Realizou-se uma Assembleia Municipal na qual foi discutido, entre outros pontos de ordem do dia, a questão da concessão das águas.

Ora o PCP, exercendo o seu direito constitucional de liberdade de expressão, colocou uma faixa alusiva ao tema no relvado que se encontra junto à casa das artes.

Sucede que no dia seguinte, a faixa tinha desaparecido.

Passaram longos dias, e nada. Ninguém se tinha dirigido aos órgãos do PCP locais para entregar fosse o que fosse.

Perante este aparente furto, foi apresentada queixa-crime e requeridas as imagens de vídeo do local.

Passaram novamente longos dias.

Eis que surge a resposta: tinha sido a Câmara Municipal, em gesto de indesmentível bonomia, que tinha retirado a faixa de local. 

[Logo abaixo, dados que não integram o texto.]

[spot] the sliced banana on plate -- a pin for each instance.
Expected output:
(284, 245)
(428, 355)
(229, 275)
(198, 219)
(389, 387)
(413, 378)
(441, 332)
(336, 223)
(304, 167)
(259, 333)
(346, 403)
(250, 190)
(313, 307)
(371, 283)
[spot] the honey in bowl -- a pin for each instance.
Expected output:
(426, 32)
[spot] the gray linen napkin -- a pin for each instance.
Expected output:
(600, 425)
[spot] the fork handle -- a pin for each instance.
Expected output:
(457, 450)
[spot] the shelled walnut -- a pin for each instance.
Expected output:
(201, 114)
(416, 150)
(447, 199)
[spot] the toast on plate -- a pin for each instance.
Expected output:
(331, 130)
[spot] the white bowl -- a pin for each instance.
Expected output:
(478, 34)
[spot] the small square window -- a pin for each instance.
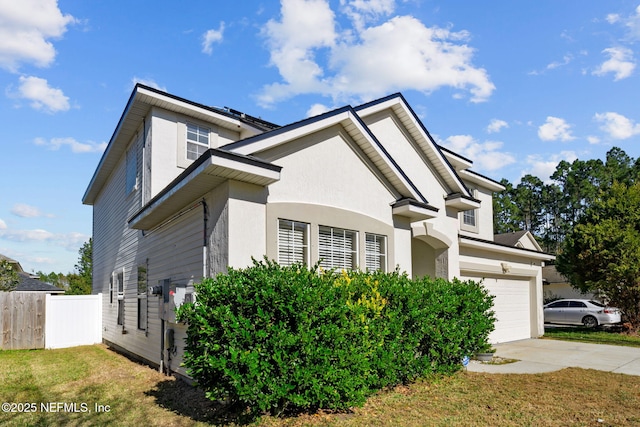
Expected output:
(197, 141)
(338, 248)
(376, 252)
(293, 242)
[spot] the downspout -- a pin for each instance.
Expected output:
(205, 240)
(161, 368)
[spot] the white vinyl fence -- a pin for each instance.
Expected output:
(73, 320)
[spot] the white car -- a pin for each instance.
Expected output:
(585, 312)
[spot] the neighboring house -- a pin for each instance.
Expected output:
(29, 282)
(557, 286)
(184, 190)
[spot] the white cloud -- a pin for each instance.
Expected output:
(37, 235)
(55, 144)
(317, 109)
(26, 211)
(485, 155)
(211, 37)
(566, 59)
(496, 126)
(555, 129)
(26, 27)
(363, 11)
(617, 125)
(70, 241)
(620, 63)
(424, 58)
(543, 168)
(147, 82)
(42, 96)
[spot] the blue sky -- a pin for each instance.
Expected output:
(514, 86)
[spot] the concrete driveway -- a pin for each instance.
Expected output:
(541, 355)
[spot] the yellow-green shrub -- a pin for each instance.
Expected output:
(278, 338)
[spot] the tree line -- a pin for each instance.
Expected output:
(551, 210)
(589, 217)
(76, 283)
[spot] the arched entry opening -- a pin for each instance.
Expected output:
(429, 252)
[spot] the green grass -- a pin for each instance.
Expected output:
(138, 395)
(596, 336)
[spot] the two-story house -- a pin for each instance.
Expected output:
(184, 190)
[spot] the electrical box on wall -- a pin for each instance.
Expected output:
(174, 295)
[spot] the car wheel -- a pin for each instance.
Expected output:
(589, 322)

E a explicação é de tal forma clara, que não deixamos da verter neste artigo:

“ (…) damos nota que a referida faixa de propaganda política do PCP foi por nós retirada do espaço público no final da sessão dessa noite da Assembleia Municipal, uma vez que o tema nela vertido estava em conexão com o votado e decidido nessa sessão, pelo que não o fizemos antes; esta nossa ação visou restabelecer o enquadramento e limpeza do espaço em questão, que nunca teve qualquer elemento de difusão partidária e não está definido como tal, tentando de igual modo a preservação da sua vandalização, dada a forte passagem de pessoas neste local até horas tardias da noite.

Mais informamos que essa faixa está à nossa guarda, pelo que está disponível para devolução ao seu proprietário, o PCP; tal não foi feito antes pelo facto de pensarmos que seria feita alguma diligência para a sua localização e por manifesto esquecimento da nossa parte.”

Perante esta resposta a apreciação que fazemos da atitude da Câmara Municipal de Arcos de Valdevez – sim, porque segundo o Presidente de Câmara, ele assumia tudo o que de errado acontecia na instituição a que preside – é de que se verifica um misto de preocupação inusitada pelo eventual vandalismo contra a faixa, aliado a um manifesto desconhecimento da lei ao se referir que o espaço em questão não “está definido como tal”.

Vai-se ao ponto de afirmar de que era o PCP que deveria procurar a faixa, rematando com um “esquecimento” por parte da Câmara Municipal em informar o PCP de que a faixa havia sido retirada.

O PCP tudo fará para que a liberdade de expressão em Arcos de Valdevez não sofra novo revés.

Ser livre é uma luta constante. Cá estaremos para a travar.